Das bestätigt Nicole D. denn auch, präzisiert aber: "Ich sagte: Dein Charakter in Bülents Körper wäre perfekt." Viel mehr bestätigt sie auch nicht. So habe sie Kenan T. auf Initiative von Ciftlik Ende 2007 kennengelernt, und von der Verlobung des Politikers habe sie erst im Prozess erfahren. Ein wichtiger Punkt, denn der Politiker hatte Nicole D. als Motiv für ihre Aussage einen Racheakt "aus verschmähter Liebe" unterstellt, nachdem sie von der geplanten Hochzeit im September erfahren habe.

Am fünften Verhandlungstag geht es auch um die ominöse E-Mail, die am 15. April an der Pforte der Hamburger Staatsanwaltschaft abgeben wurde - just in dem Moment, als Ciftlik dort vernommen wurde.
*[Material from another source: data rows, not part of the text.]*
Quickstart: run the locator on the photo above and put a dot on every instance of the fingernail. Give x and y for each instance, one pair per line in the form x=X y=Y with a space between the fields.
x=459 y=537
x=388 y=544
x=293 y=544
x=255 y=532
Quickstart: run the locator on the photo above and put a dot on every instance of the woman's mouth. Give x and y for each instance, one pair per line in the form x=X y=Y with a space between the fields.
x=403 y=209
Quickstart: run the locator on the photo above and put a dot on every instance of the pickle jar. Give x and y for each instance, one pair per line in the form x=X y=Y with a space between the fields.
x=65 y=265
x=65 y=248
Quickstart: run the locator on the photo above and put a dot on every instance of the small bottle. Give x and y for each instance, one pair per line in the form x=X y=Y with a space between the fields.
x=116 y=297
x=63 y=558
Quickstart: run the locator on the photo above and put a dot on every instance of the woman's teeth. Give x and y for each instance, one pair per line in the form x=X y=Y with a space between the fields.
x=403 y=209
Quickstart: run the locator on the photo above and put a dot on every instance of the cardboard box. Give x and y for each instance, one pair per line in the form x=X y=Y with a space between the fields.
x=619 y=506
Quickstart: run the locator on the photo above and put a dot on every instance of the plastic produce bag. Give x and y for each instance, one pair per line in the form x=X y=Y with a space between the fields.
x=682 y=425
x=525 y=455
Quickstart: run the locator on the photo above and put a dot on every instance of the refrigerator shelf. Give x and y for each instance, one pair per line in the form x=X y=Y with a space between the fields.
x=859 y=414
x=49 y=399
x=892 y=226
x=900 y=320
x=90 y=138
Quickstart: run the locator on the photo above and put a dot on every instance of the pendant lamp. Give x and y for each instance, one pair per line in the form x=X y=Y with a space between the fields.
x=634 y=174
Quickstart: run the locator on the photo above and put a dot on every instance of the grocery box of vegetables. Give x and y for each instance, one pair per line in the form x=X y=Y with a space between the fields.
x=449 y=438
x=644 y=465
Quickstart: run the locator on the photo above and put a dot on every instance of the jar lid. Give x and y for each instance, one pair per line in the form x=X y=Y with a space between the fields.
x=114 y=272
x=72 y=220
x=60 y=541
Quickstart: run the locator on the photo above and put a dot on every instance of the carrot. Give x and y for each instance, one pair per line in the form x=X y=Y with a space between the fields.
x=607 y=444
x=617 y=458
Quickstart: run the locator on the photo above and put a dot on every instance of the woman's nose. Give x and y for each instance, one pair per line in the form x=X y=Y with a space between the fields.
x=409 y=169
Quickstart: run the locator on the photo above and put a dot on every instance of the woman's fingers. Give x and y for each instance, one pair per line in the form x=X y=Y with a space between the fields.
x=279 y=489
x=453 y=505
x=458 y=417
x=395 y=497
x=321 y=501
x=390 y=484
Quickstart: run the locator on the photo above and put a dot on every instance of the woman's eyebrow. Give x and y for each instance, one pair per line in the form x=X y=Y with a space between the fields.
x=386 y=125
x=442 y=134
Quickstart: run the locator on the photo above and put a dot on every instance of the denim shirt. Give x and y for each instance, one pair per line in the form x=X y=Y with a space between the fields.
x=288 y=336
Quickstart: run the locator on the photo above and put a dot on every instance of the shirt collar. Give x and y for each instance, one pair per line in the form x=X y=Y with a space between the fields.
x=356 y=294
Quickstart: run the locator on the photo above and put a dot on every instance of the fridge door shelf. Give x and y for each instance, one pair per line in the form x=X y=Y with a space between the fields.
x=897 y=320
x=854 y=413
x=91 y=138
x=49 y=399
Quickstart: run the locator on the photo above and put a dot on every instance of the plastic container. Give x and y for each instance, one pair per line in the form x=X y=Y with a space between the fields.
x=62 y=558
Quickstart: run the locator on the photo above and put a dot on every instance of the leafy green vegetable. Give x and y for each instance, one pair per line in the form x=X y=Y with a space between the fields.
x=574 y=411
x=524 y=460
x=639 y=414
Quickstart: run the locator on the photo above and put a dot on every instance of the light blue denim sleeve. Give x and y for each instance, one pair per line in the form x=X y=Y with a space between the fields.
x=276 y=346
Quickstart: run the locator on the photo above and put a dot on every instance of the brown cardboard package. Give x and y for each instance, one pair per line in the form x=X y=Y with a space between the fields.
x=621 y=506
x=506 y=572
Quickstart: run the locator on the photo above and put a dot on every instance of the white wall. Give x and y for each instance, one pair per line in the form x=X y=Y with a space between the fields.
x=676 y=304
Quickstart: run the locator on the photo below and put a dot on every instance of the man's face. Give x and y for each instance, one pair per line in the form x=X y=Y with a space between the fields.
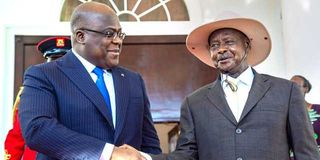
x=100 y=49
x=227 y=50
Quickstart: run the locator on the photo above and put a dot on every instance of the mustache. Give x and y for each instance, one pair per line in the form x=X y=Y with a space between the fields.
x=224 y=56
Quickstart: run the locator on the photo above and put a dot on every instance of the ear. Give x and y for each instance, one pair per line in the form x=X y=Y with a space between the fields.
x=80 y=36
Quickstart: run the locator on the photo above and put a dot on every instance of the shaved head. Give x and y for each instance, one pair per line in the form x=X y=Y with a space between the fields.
x=83 y=14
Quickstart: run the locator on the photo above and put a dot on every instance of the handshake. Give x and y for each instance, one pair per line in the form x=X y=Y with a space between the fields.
x=126 y=152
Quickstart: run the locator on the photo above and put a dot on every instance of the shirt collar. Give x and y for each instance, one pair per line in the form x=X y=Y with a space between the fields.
x=89 y=66
x=245 y=77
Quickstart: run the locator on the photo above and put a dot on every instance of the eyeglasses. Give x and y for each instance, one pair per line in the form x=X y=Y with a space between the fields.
x=109 y=33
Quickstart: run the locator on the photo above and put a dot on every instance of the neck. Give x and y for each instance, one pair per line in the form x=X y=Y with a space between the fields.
x=309 y=105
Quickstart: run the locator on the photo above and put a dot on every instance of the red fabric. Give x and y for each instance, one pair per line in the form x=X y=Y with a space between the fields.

Die Mail gilt als zentrales Beweisstück: Nicole D. hatte darin angeblich ihr Geständnis widerrufen. Nun ist klar, wer die ausgedruckte E-Mail der Staatsanwaltschaft zuspielte: Demir K., zweiter Vorsitzender der Türkischen Gemeinde in Hamburg.
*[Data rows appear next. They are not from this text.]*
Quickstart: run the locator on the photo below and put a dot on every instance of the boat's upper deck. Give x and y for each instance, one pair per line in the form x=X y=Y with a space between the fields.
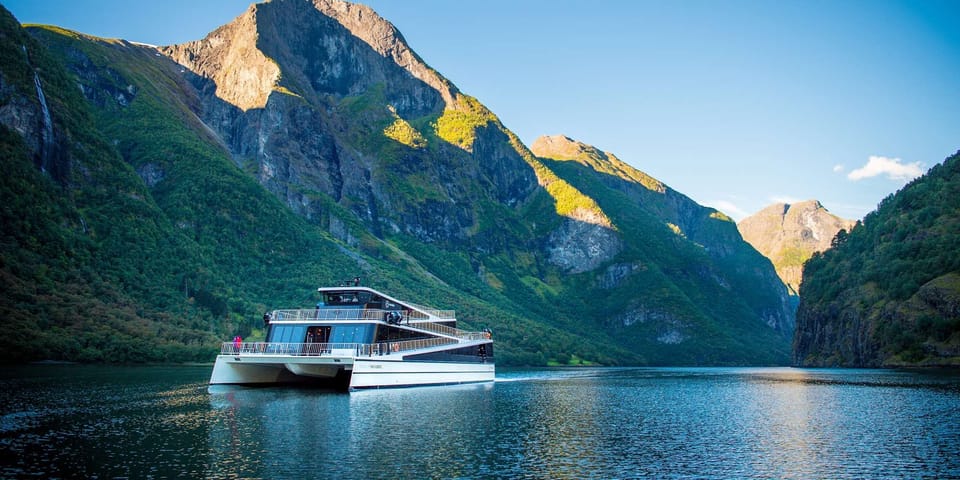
x=370 y=299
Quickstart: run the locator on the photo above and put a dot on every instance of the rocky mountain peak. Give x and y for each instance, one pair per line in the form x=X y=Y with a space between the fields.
x=561 y=147
x=229 y=56
x=789 y=234
x=313 y=48
x=386 y=40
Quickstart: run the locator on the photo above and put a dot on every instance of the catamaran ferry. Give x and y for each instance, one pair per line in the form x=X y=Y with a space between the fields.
x=359 y=338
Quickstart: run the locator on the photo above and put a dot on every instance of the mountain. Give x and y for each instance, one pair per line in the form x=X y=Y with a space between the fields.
x=888 y=293
x=187 y=188
x=789 y=234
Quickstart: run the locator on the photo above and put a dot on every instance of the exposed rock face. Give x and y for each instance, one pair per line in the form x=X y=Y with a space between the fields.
x=322 y=104
x=888 y=292
x=281 y=85
x=645 y=214
x=789 y=234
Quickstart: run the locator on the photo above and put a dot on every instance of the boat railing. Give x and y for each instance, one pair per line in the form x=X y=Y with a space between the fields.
x=410 y=318
x=331 y=349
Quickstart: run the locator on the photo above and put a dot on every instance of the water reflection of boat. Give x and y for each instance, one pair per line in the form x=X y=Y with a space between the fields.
x=358 y=338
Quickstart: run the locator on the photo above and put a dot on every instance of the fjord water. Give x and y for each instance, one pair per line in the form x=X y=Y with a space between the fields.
x=68 y=421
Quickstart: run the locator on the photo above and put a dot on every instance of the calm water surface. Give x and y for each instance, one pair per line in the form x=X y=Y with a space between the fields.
x=164 y=422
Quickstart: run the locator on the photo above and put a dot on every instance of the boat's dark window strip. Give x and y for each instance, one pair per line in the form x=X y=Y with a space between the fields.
x=287 y=334
x=359 y=333
x=475 y=354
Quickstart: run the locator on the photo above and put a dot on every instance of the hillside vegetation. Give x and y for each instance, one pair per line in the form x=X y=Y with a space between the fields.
x=888 y=292
x=166 y=211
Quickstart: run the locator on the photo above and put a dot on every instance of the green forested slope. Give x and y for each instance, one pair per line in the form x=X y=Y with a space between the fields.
x=147 y=234
x=888 y=292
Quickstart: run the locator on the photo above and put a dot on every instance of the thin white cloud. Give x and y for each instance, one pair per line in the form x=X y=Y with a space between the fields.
x=893 y=168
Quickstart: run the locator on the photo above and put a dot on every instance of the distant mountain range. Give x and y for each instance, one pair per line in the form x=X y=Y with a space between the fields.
x=888 y=292
x=158 y=200
x=789 y=234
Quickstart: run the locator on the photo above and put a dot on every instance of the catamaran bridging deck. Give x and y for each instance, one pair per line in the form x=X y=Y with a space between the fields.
x=356 y=338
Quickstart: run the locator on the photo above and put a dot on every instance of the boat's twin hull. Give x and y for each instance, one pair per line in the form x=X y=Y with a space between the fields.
x=362 y=372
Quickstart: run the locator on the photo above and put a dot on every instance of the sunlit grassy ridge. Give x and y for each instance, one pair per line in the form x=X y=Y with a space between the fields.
x=888 y=292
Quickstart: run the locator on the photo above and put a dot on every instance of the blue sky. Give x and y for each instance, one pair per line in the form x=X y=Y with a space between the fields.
x=737 y=104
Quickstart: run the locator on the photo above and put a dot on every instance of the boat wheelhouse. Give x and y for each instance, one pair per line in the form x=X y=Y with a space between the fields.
x=358 y=338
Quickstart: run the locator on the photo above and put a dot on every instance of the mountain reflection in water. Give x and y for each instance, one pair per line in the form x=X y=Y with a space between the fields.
x=71 y=421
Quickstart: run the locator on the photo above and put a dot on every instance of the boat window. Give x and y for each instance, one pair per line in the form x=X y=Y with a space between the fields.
x=342 y=298
x=287 y=333
x=360 y=333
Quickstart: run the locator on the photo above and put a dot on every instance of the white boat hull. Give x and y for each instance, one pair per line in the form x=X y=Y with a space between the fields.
x=365 y=372
x=387 y=374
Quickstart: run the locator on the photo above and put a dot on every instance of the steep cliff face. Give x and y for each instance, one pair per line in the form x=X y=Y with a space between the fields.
x=887 y=293
x=305 y=141
x=789 y=234
x=673 y=256
x=313 y=96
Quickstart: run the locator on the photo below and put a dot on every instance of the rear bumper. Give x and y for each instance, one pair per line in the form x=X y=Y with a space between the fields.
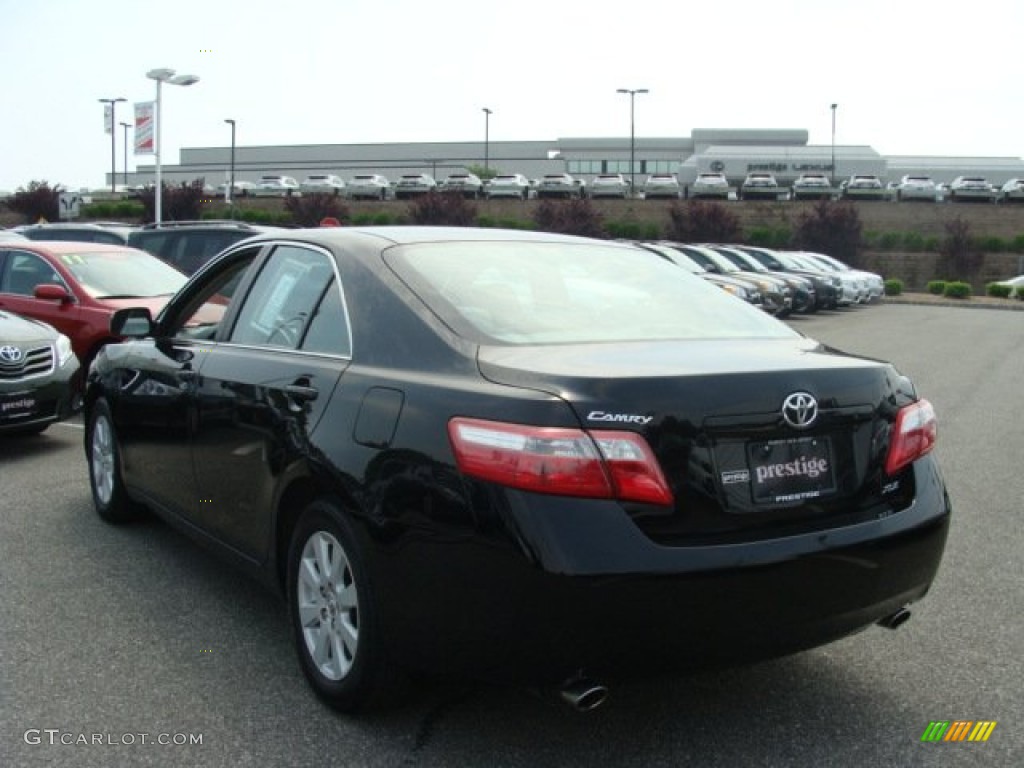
x=570 y=588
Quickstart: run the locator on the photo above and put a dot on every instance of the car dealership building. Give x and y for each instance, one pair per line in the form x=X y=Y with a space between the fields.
x=732 y=152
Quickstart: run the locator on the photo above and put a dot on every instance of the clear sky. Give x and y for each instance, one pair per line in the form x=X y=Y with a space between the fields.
x=909 y=77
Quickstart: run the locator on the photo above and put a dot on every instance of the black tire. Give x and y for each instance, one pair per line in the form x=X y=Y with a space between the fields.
x=109 y=494
x=331 y=609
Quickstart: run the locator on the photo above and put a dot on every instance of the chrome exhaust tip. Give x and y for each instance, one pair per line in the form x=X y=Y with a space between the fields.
x=895 y=620
x=584 y=694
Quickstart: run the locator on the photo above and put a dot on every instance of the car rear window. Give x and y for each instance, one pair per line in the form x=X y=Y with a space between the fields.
x=521 y=293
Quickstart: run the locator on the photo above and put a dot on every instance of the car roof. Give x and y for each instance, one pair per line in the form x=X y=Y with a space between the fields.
x=57 y=247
An ihn weitergeleitet hatte die Mail Güven P., ebenfalls Vorstand der Türkischen Gemeinde. Das Schreiben sei eine Antwort auf eine Mail gewesen, die er Nicole D. wenige Stunden zuvor geschickt habe, sagt Güven P. Er habe Nicole D. um eine Stellungnahme zu den Vorwürfen gebeten, um Schaden von einem Mentoring-Projekt der Türkischen Gemeinde und der Bürgerstiftung abzuwenden, an dem auch die Angeklagte beteiligt war. Als er die Mail las, habe er gedacht: "Das ist eine Handgranate." Oder doch nur ein Rohrkrepierer? Nicole D. wiederholt gestern erneut, sie habe die E-Mail nicht verfasst. Die Anklage hatte den Schrieb bereits als "plumpe Fälschung" abgekanzelt. Am Montag wird weiter verhandelt.